Il reste la question de l’efficacité. Même si les gros trafiquants échappent au filet de la campagne anti-narcotique, il paraît évident que le trafic va fortement diminuer. Le prix d’un comprimé de méthamphétamines à Bangkok est passé de 120 bahts (3 euros) à 350 bahts (9 euros). Les fournisseurs installés sur la frontière birmano-thaïlandaise ont fortement réduit le nombre de leurs envois. La destruction physique du réseau des petits trafiquants va faire du trafic du Ya Ba une occupation hautement spécialisée, un métier dangereux que seuls les vrais professionnels pourront effectuer comme c’est le cas depuis plus de cinquante ans pour l’héroïne. Le contrôle du Ya Ba, drogue démocratique par excellence, va être repris par les barons du trafic de drogue. Cela ne veut donc pas dire que les toxicomanes disparaîtront, car les autorités thaïlandaises ont très peu entrepris d’activités en ce qui concerne la prévention.

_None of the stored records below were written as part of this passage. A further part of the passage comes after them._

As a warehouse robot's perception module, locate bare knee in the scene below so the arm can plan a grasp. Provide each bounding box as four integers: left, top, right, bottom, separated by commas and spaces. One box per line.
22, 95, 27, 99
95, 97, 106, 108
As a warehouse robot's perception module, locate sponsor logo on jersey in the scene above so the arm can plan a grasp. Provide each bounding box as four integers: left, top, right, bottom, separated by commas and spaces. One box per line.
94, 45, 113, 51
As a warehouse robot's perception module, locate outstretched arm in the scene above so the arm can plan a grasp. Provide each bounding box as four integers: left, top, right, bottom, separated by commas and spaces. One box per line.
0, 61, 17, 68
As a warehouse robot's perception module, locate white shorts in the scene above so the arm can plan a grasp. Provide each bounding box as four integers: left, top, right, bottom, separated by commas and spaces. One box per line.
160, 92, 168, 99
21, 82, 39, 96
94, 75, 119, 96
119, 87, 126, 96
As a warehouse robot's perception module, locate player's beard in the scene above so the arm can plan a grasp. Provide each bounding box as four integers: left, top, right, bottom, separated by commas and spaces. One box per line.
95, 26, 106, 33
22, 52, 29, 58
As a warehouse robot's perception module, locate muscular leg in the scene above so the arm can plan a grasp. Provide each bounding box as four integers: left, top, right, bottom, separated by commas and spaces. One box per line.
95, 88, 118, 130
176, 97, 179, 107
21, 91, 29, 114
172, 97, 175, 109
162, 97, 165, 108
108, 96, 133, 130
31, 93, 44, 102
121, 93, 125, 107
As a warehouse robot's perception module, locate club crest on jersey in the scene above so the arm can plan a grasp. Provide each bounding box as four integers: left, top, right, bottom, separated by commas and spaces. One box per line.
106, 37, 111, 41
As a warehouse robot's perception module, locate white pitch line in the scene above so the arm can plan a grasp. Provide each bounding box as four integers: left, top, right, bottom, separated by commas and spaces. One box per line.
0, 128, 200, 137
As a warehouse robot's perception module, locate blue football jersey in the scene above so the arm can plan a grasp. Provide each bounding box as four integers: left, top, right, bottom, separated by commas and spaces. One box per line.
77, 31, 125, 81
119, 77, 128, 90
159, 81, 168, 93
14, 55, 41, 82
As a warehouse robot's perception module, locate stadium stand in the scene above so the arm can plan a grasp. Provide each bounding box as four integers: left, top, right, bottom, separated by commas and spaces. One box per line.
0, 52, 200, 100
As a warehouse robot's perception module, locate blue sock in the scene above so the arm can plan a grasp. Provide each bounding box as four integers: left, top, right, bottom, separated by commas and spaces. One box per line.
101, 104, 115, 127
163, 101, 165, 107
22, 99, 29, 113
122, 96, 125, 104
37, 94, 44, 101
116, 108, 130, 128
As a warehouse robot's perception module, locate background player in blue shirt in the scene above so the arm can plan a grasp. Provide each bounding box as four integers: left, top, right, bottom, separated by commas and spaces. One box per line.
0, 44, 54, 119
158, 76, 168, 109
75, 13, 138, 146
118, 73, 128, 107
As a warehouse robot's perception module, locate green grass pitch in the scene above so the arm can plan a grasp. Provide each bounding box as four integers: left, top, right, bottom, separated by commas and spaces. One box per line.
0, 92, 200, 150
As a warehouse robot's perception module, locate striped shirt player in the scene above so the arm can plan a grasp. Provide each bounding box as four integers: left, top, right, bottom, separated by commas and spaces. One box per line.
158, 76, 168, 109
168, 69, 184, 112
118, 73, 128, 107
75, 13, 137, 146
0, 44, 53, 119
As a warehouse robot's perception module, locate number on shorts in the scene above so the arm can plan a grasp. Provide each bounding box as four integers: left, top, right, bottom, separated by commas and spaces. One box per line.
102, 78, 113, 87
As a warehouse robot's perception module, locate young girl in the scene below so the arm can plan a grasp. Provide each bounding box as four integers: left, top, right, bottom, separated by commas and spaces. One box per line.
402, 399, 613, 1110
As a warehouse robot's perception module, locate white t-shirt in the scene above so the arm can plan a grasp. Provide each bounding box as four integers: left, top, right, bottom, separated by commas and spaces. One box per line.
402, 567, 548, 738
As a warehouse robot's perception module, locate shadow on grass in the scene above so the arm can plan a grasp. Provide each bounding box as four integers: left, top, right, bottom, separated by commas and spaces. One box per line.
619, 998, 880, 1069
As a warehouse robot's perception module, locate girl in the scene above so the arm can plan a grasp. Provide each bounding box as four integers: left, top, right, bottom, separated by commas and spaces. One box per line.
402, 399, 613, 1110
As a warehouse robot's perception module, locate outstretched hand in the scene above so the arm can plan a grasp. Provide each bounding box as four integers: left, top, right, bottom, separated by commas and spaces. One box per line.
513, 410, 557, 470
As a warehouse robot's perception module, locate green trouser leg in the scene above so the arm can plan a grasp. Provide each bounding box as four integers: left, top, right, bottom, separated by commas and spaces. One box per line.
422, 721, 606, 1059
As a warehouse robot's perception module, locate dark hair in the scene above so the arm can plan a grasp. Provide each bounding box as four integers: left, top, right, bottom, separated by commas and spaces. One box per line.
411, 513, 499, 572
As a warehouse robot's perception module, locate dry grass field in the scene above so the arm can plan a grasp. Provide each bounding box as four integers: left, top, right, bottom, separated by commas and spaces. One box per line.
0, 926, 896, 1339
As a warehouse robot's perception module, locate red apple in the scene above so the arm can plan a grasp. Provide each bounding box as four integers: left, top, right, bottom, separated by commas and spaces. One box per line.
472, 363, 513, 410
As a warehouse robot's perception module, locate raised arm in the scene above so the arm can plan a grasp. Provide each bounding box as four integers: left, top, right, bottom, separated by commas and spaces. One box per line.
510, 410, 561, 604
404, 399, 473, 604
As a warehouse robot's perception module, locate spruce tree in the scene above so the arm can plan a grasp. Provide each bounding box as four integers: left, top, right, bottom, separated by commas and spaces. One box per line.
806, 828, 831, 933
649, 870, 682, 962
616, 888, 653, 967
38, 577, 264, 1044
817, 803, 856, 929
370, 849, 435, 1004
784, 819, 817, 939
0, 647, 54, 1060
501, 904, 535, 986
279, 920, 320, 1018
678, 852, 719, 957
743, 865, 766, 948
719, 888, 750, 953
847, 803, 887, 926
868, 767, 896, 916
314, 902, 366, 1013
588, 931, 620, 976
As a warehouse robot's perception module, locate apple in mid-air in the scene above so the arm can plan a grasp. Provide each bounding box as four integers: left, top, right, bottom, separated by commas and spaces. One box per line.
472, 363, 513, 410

L’une des causes de l’épidémie de Ya Ba –qui était utilisé par les routiers et les riziculteurs de manière tout à fait légale pendant des décennies– réside dans le désarroi des jeunes des petites villes de province, fascinés par les lumières de la grande ville, Bangkok, mais incapables de s’en offrir les agréments. Outre l’énorme disparité sociale entre villes et campagnes, l’autre ferment qui pousse les jeunes à se droguer est l’incapacité apparente du système éducatif thaïlandais à instiller des valeurs morales fondamentales chez les jeunes, tant au sein des familles qu’à l’école.
Société en transition accélérée, brutalement et inéquitablement enrichie, la Thaïlande a perdu ses références traditionnelles sans encore trouver de solides nouveaux points d’appui. Et il est sûrement plus difficile pour un Premier ministre de réformer le système éducatif que de faire abattre les «suspects» au coin des rues.